Results of the studies seem clear. Resveratrol is salutary, at least for mice. The obese mice treated with resveratrol remain as healthy as the lean mice. They live much longer and look younger than untreated fat mice, and are as active and agile as their lean cousins fed a standard diet. Resveratrol increases energy-producing mitochondria, preserves insulin sensitivity and reduces the damaging effects of obesity and the unhealthy diet on the tissues of the heart, blood vessels and pancreas.
In the Auwerx study, resveratrol protects mice from obesity, diabetes and aging. It stimulates energy efficiency, induces mitochondrial activity and tolerance to cold, and raises resistance to muscle fatigue.

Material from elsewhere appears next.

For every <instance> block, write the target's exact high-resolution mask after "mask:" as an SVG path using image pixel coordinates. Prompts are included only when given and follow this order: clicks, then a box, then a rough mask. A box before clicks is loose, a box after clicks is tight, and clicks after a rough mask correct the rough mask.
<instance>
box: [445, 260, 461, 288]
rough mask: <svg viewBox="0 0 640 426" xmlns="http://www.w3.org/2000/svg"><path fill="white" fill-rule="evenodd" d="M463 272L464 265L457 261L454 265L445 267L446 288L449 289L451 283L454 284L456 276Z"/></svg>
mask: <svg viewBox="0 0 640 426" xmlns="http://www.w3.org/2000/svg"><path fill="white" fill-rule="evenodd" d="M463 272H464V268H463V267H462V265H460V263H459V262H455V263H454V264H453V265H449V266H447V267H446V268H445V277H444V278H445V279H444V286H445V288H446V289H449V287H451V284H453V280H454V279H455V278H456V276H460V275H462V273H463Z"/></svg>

Resveratrol is thought to work to extend life in the same way as severe calorie restriction - a reduction of 3O to 4O percent fewer than normal: not an easy sell. The physiological stress induced by calorie restriction, and, it is believed, compounds like resveratrol without such restriction, activate the sirtuin enzyme group, stimulating a complex of metabolic benefits. Resveratrol, whose richest source is grape skins (thus, red wine) is just the most potent in extending life span of a number of antioxidant polyphenols. White wine, dark beer and cask-aged spirits contain some too, but in lesser quantity.
There may be important implications here for human fitness, health and longevity, and for understanding of the French paradox. Athletes may be interested, though such use will engender controversy. Further research is being considered on rhesus monkeys, which are more similar to humans than are mice. Obesity increases the risks of cardiovascular disease and diabetes, which has its own ravages, and probably other age-related disorders, such as cancer and inflammation. It is hoped that, by stimulating energy-producing mitochondria in cells, the prevalence of neurodegenerative diseases, eg, Alzheimer's and Huntington's diseases, might be reduced by resveratrol.
It is not time, however, to take all this to the bank. The first caveat, obviously, is the lack, so far, of evidence that these effects associated with resveratrol administration would also occur safely in humans. The evidence regarding lower doses seems conflicted. The dose of resveratrol given the mice is equivalent in humans to hundreds of glasses of wine daily. Both studies cited owe support to Sirtis Pharmaceutical, cofounded by Sinclair, a prospective commercial producer of a high-dose resveratrol pill, but wine is so much nicer than a pill. And don't forget alcohol, the component of wine that is believed to provide more than half of its health benefits.